中川氏の本を読むのは、「カラヤンとフルトヴェングラー」、「カラヤン帝国興亡史」に続いて3冊目である。
新書版だが500ページにも及ぶ大著である。
これら一連の中川氏の著作に共通しているのは、音楽そのもの、演奏法とか芸術論とかについて書かれているわけでは無く、そこで活躍した人たちや、組織そのものの歴史を追うことを基調としていることだ。何となく「海外ドキュメンタリー・シリーズ」みたいな視点での語り口だが、これが面白い。オーケストラの歴史は、ヨーロッパにおいては特に、政治情勢、戦争の影響を強く受けており、それらと絡めて説明しているところも、とてもうまい。
もう一つ、この3冊に関して言えば、共通項として彼が掲げているのは「カラヤン」である。前書きで中川氏は、10大オーケストラを選ぶ基準として、カラヤンと何らかの形で関わりのあった(あるいは、大オーケストラなのに関わりがなかった)オーケストラを選んだのだという。

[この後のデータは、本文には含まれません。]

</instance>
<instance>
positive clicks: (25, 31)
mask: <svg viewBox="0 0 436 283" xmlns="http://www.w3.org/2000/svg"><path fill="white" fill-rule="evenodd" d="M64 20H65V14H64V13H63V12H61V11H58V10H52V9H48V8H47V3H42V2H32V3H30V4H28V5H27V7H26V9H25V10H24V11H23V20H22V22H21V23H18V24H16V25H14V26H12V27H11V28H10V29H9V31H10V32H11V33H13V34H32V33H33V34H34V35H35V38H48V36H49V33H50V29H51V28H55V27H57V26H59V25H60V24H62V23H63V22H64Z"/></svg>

この視点、カラヤンという、一時はヨーロッパ楽壇を席巻した指揮者を通じて、オーケストラの歴史を語るという手法もとても面白い。もちろん今の一流の指揮者が、世界の一流オーケストラを指揮する機会は、昔よりはずっと多くなっていると思うが、カラヤンの時代には本当に限られた人だけができたことで、そこから物語を作り出すこともできやすいのだろう。

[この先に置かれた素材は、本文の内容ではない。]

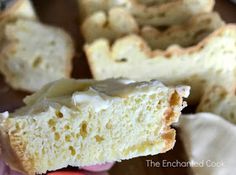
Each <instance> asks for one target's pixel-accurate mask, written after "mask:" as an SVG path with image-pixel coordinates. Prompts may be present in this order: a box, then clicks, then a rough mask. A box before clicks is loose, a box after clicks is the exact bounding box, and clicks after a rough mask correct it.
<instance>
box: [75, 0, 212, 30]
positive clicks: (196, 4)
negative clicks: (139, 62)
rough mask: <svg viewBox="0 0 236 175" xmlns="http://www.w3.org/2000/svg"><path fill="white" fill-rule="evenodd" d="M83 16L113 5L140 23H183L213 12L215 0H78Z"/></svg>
mask: <svg viewBox="0 0 236 175" xmlns="http://www.w3.org/2000/svg"><path fill="white" fill-rule="evenodd" d="M78 3H79V5H80V12H81V16H82V18H85V17H87V16H90V15H92V14H93V13H94V12H97V11H109V9H111V8H112V7H123V8H125V9H126V10H127V11H129V12H130V13H131V14H132V15H133V16H134V17H135V19H136V20H137V21H138V24H139V25H152V26H171V25H176V24H181V23H183V22H185V21H186V20H188V19H189V18H190V17H192V16H194V15H196V14H199V13H204V12H211V11H212V9H213V7H214V4H215V1H214V0H173V1H167V2H166V3H163V4H162V3H161V4H160V3H158V2H157V4H156V3H152V4H151V5H147V4H145V3H140V2H138V1H137V0H99V1H98V0H78Z"/></svg>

オーケストラというのは、はじめから今日の僕たちが知っている今の状態だったわけではなく、絶えず様々な変化と歴史の洗礼を受けてきたものだと言うことをあらためて再認識した。
19世紀には次々新しい音楽が作られ(もちろん今も作られてはいるが)、それに応じてオーケストラもその内容を変えてきたし、演奏そのものに対する考え方も次第に変わってきた。やがて録音技術が生まれ、交通も発達し、またオケを政治的に利用するという考え方も生まれるようになってきた。
ということは、これからもオーケストラが、ずっと今のままの状態で運営されていくということはないかもしれない、というより、21世紀は21世紀なりのありかたに変わっていくという方が自然な流れのはずだ。
すでに有名指揮者と演奏した古典名曲を、レコードとして大量に販売する、というビジネスの形は、すこしずつ変わってきている(ように思える)。
演奏家がかつてのように、個性豊かではなくなったと言うことについては、中川氏も巻末で触れている。中川氏は、「個性がないのは、みんなが幸福になったからなのだ。個性のあるオーケストラ、個性ある指揮者が、戦争と革命の不幸な時代がもたらしたものだとしたら、それを生むためには、まだも何千万もの人々が殺されなければならない。」と書いている。
僕はそこまで言い切ってしまうことには抵抗を感じる。個性という形で、何らかの高い芸術性が表現されやすいのだとすれば、幸福な我々の世代は芸術的に劣るものしか生み出せないのだろうか?そもそも、我々はかつての人たちに比べて、そんなに「幸福」なのだろうか?
とりあえず、この秋は中川氏シリーズを読み進んでいる。今は「10大ピアニスト」を読んでいる。